Black Urban Growers Conference
Stories

Cultivating Community Conservation

Photo Credit: (c)Warren Cameron

As a group of students, educators, and food-justice activists gathered in the Open Space Institute’s New York City office for a Community Garden Training Program, Karen Washington, co-founder of Black Urban Growers (BUGs), invigorated the group with a few opening words.

“Food justice is life-changing and active work; you have to actively participate in it to help bring about change,” she says. “For OSI to not only sponsor us as a Citizen Action Group, but to lend us space to do our work helps emphasize the fact that access to land is critical across a broad spectrum of users.”

For BUGs, engaging others in conversations about food production, distribution, and access; as well as how those issues intersect with race and socio-economic status, is paramount.

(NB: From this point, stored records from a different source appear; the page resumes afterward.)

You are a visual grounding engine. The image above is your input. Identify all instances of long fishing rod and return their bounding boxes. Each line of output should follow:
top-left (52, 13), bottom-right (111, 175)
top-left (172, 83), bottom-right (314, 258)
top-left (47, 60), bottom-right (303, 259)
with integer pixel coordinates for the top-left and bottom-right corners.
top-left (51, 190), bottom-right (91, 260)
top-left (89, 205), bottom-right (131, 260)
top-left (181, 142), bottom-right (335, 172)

The organization is dedicated to increasing diversity in agriculture and community gardens through educational workshops, advocacy, and networking events.

“Never has the importance of connecting humans to the land and increasing access to the outdoors been more apparent, and community gardens and small parks are a great way to engage people in local conservation,” says Jessica Watson, director for OSI’s Citizen Action Program. “Through Citizen Action and our commitment to grassroots activism, OSI is supporting the groups who know the issues, the work, and the communities, but need guidance on how to operate on a larger financial or administrative scale.”

The Farmers and Urban Gardeners conference, which is focused on discussing the needs and concerns of black farmers, is one of the most popular BUGs offerings. This annual conference, which is open to anyone who is interested in agriculture, has welcomed an average of 500 participants each year and has expanded to celebrate the history and contributions of diverse farmers since 2010.

“Black farmers account for way less than one percent of New York farmers. I knew that we had to address the reasons for such a staggering deficit while also supporting the work of existing black farmers,” Washington says. “Our ultimate goal is to encourage young men and women to think about the social issues that surround agriculture and to have the diversity of our communities be reflected in the people who grow our food.”

OSI’s longest-running program, Citizen Action, offers members nonprofit status, administrative training, legal tools, financial stability, fundraising ability, and mentorship. Through Citizen Action, OSI is able to support the work of new and diverse organizations that are passionate about conservation, ecology, and food justice. The groups address issues that are central to OSI’s mission, while improving their local communities.

Now in its fourth decade, Citizen Action has mentored, trained, and launched more than 150 grassroots startups in New York City, the Hudson Valley, and beyond. Today, the program supports 22 active groups that organize community-based programs. Participants range from community gardens and local land trusts, to environmental educators and promoters of nature-based arts and activities.